Pony FinalCut
Note this model is intended to be run at far higher resolutions then currently offered onsite. Consider petitioning @theally or @chipshajen or @Cosmic_Crafter (Or @Justin if your feeling lucky) to add support for such - Maybe they could "steal" from TensorArt for once.
Or maybe ask they didn't make high rez images look like garbage without clicking them three times.
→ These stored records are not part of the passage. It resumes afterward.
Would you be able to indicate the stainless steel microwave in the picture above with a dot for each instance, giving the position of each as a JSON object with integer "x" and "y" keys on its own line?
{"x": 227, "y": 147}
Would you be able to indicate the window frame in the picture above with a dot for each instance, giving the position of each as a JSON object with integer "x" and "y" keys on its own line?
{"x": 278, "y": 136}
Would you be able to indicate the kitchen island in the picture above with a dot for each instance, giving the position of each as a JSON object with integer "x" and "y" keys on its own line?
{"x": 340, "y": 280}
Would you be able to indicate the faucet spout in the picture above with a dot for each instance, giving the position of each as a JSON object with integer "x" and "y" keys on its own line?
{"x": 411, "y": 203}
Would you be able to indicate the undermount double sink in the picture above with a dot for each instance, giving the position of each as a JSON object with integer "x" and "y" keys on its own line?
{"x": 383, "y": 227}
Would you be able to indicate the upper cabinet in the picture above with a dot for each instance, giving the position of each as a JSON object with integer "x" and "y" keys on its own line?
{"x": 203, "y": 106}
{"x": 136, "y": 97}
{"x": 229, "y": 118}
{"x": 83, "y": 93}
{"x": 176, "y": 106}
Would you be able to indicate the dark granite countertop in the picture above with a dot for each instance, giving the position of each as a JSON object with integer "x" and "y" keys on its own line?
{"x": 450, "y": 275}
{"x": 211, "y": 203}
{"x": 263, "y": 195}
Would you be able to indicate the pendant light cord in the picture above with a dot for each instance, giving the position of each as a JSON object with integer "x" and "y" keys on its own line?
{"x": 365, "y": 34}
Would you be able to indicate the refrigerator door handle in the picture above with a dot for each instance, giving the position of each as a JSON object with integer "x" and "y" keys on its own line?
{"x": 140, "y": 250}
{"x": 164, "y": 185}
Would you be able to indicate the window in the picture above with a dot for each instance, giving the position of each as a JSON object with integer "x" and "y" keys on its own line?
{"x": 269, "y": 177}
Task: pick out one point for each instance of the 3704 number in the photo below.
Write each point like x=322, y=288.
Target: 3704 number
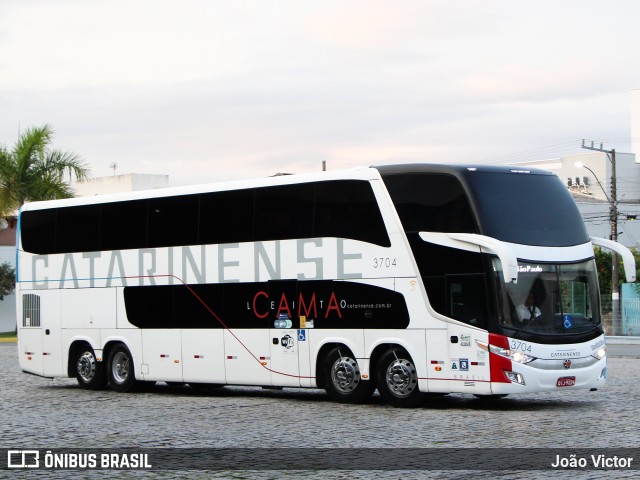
x=520, y=346
x=384, y=262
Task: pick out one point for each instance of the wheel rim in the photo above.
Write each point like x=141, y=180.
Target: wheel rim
x=120, y=367
x=86, y=366
x=345, y=374
x=401, y=378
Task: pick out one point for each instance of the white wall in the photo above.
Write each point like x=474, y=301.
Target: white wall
x=8, y=305
x=635, y=123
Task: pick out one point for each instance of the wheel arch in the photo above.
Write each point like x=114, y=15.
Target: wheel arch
x=75, y=346
x=382, y=347
x=322, y=355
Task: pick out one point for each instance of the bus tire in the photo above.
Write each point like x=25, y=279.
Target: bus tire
x=342, y=379
x=90, y=373
x=397, y=379
x=120, y=369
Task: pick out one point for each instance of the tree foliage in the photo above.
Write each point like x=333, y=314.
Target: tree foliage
x=33, y=171
x=7, y=280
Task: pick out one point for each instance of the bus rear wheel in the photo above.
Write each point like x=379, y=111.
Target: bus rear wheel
x=397, y=379
x=120, y=369
x=89, y=372
x=342, y=380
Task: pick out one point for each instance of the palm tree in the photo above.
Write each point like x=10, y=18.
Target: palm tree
x=33, y=171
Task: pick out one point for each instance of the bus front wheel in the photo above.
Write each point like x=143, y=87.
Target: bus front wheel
x=342, y=380
x=397, y=379
x=120, y=369
x=89, y=372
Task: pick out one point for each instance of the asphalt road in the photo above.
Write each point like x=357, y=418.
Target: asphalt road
x=56, y=414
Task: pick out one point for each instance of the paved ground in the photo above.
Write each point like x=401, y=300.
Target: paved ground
x=40, y=413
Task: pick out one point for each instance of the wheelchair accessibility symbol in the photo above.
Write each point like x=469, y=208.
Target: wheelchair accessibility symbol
x=568, y=323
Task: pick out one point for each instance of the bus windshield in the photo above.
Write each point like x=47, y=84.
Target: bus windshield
x=550, y=298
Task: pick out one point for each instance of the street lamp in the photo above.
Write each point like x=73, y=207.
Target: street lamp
x=613, y=220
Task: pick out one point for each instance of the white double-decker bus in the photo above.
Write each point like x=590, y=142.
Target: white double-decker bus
x=408, y=279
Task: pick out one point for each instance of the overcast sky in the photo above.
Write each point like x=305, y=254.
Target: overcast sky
x=206, y=90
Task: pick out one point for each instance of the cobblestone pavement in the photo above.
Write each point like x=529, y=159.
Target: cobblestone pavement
x=47, y=414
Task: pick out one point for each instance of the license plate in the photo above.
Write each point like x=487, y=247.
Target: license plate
x=566, y=382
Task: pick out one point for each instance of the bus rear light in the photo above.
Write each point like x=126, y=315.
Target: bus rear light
x=515, y=377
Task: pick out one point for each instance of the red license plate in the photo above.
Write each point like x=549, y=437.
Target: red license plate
x=566, y=382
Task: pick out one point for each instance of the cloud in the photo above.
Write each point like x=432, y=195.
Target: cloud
x=204, y=90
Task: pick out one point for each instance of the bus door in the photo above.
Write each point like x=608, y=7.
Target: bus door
x=286, y=337
x=246, y=338
x=50, y=325
x=30, y=334
x=468, y=362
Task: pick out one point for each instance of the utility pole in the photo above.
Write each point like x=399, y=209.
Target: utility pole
x=613, y=220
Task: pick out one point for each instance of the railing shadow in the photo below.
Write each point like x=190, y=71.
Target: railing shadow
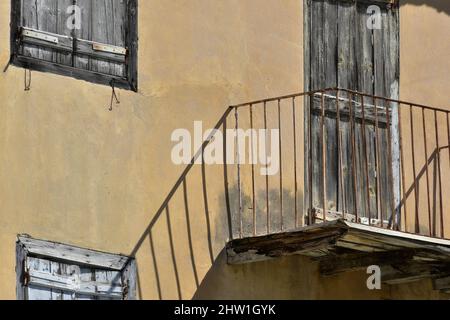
x=219, y=224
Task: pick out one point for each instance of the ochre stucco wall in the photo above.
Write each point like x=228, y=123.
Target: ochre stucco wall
x=73, y=172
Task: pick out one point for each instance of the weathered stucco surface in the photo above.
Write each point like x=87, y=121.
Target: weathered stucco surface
x=73, y=172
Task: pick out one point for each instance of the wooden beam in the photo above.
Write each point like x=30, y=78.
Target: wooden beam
x=352, y=262
x=267, y=247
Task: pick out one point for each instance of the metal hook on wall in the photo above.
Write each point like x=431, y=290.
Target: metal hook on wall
x=27, y=82
x=113, y=96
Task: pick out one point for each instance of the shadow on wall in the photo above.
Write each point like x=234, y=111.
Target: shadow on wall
x=205, y=209
x=439, y=5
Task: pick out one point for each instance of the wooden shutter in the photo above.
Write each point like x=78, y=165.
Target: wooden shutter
x=343, y=52
x=52, y=280
x=103, y=50
x=103, y=25
x=43, y=31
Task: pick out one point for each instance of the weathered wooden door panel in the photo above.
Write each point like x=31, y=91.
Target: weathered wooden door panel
x=344, y=52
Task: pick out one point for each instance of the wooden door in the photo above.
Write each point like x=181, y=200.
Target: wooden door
x=342, y=51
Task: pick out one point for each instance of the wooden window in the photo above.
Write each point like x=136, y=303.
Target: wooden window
x=51, y=271
x=90, y=40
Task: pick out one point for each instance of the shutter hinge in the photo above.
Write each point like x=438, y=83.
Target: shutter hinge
x=39, y=35
x=109, y=48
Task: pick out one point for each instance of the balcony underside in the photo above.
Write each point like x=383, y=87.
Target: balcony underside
x=342, y=246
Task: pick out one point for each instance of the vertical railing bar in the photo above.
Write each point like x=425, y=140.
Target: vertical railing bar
x=339, y=146
x=425, y=141
x=416, y=198
x=324, y=160
x=295, y=162
x=253, y=170
x=390, y=162
x=236, y=113
x=402, y=165
x=441, y=207
x=281, y=165
x=353, y=142
x=448, y=133
x=310, y=163
x=267, y=176
x=378, y=164
x=366, y=161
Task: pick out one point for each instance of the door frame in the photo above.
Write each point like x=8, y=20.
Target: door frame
x=395, y=133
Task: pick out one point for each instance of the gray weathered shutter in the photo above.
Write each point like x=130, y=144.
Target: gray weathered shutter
x=43, y=31
x=51, y=280
x=99, y=46
x=345, y=53
x=101, y=41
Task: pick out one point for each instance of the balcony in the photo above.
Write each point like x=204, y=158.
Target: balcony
x=361, y=181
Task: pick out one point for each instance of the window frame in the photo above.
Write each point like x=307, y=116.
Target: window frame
x=56, y=252
x=130, y=82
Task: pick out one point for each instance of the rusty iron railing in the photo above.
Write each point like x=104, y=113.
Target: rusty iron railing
x=367, y=159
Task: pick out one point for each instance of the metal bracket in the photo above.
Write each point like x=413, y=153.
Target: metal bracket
x=39, y=35
x=109, y=48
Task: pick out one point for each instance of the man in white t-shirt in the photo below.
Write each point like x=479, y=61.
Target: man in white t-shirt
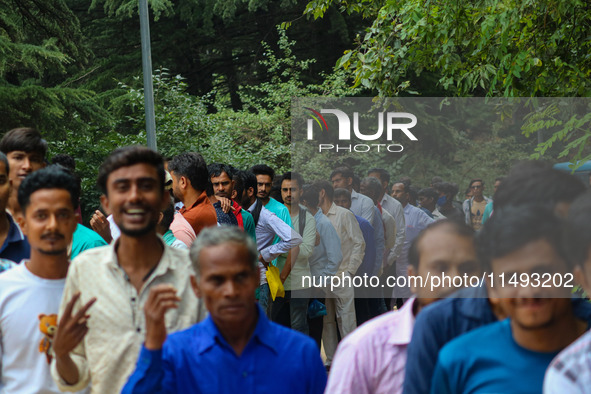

The perfectly sharp and single pixel hair at 3k has been thousands of hours of work.
832x1216 & 1280x1536 native generation size even 1280x1792 is possible for highly trained subjects
The best quality will come from forcing unet in BF16 & VAE/CLIP in FP32 use this tool to launch ComfyUI
Forge/Auto1111: set COMMANDLINE_ARGS= --unet-in-bf16 --vae-in-fp32 --clip-in-fp32 --cuda-malloc
Comfy: cmd /k python main.py --fp32-text-enc --fp32-vae --bf16-unet --use-flash-attention
This model took over 120KwH of energy to train. Not including the 50KwH used to train the CLIP models.
Note: Auto1111/Forge has an issue with stored BF16 VAE in V1.1 BF16 if not using the FP32 VAE command
Description
FAQ
Comments (34)
Well, god damn. What is this Joy thingy? ANd this is really good. When the first image popped up I was a bit taken aback by the detail. It really makes you see how low res a lot of image generations are when you compare them to much higher resolutions. The nice thing about this that it removes the upscaling step in a lot of cases and if you use it with ClownKSamplers then you're going to get some amazing results.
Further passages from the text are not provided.